The Grants iron ore project lies 8 km south of the Barrier Highway and the Transcontinental Railway, and one hour drive west of Broken Hill. A substantial magnetite-hematite iron ore deposit was defined in 2012 as the result of drilling laterite capped hills following discovery of subtle iron ore outcrop by Havilah geologists.
The deposit contains a JORC Inferred Resource of 304 million tonnes of 24% Fe at a cut-off grade of 18% Fe, with considerable remaining exploration upside potential.
Havilah’s drilling and 3D modelling has shown that the deposit forms a homogeneous hull-shaped body of iron ore up to 180 metres thick from surface and covering approximately 130 hectares, with minimal internal waste and almost no overburden. These factors highlight the extremely favourable open pit mining characteristics of the Grants iron ore deposit.
The iron ore appears to be geologically and mineralogically similar to Havilah’s nearby Maldorky iron ore deposit and other Braemar region iron ore deposits. This, combined with the favourable logistics and deposit mining geometry, means the deposit is well suited to a low cost open pit mining operation.
In a recent development SIMEC Mining (an affiliate of the GFG Alliance) has commenced due diligence on Havilah’s Maldorky and Grants iron ore projects, with the objective of evaluating the commercialisation potential.
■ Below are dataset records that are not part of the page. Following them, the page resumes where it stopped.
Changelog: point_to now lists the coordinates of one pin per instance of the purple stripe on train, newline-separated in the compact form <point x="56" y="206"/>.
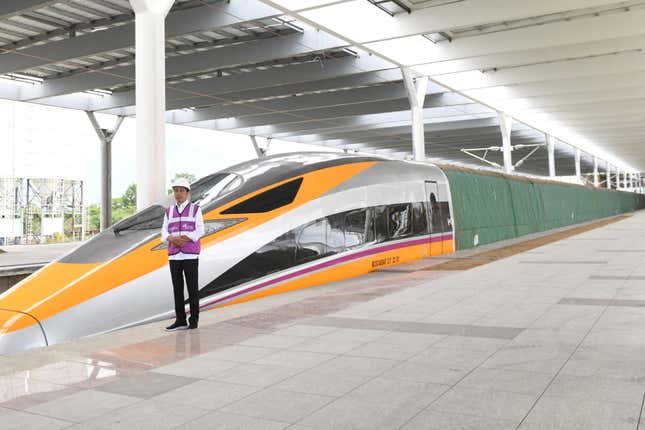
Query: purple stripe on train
<point x="330" y="263"/>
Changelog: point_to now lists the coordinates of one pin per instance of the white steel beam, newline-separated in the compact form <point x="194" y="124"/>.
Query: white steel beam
<point x="596" y="180"/>
<point x="297" y="78"/>
<point x="187" y="21"/>
<point x="416" y="87"/>
<point x="550" y="142"/>
<point x="527" y="39"/>
<point x="506" y="126"/>
<point x="341" y="17"/>
<point x="105" y="137"/>
<point x="257" y="51"/>
<point x="577" y="161"/>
The Grants project lies only 8 km south of a continuous, heavy duty rail link to GFG Alliance’s existing operations at Whyalla.
Through a series of transactions Havilah secured 100% ownership of the entire Grants Basin iron ore prospect (see aeromagnetic image below). A 14 hole drilling program at the western end of the Grants Basin, sponsored by SIMEC Mining, has identified an Exploration Target of 3.5-3.8 billion tonnes of 24-28% iron (noting that the Exploration Target is conceptual in nature and there has been insufficient exploration to estimate a Mineral Resource and it is uncertain if further exploration will result in the estimation of a Mineral Resource).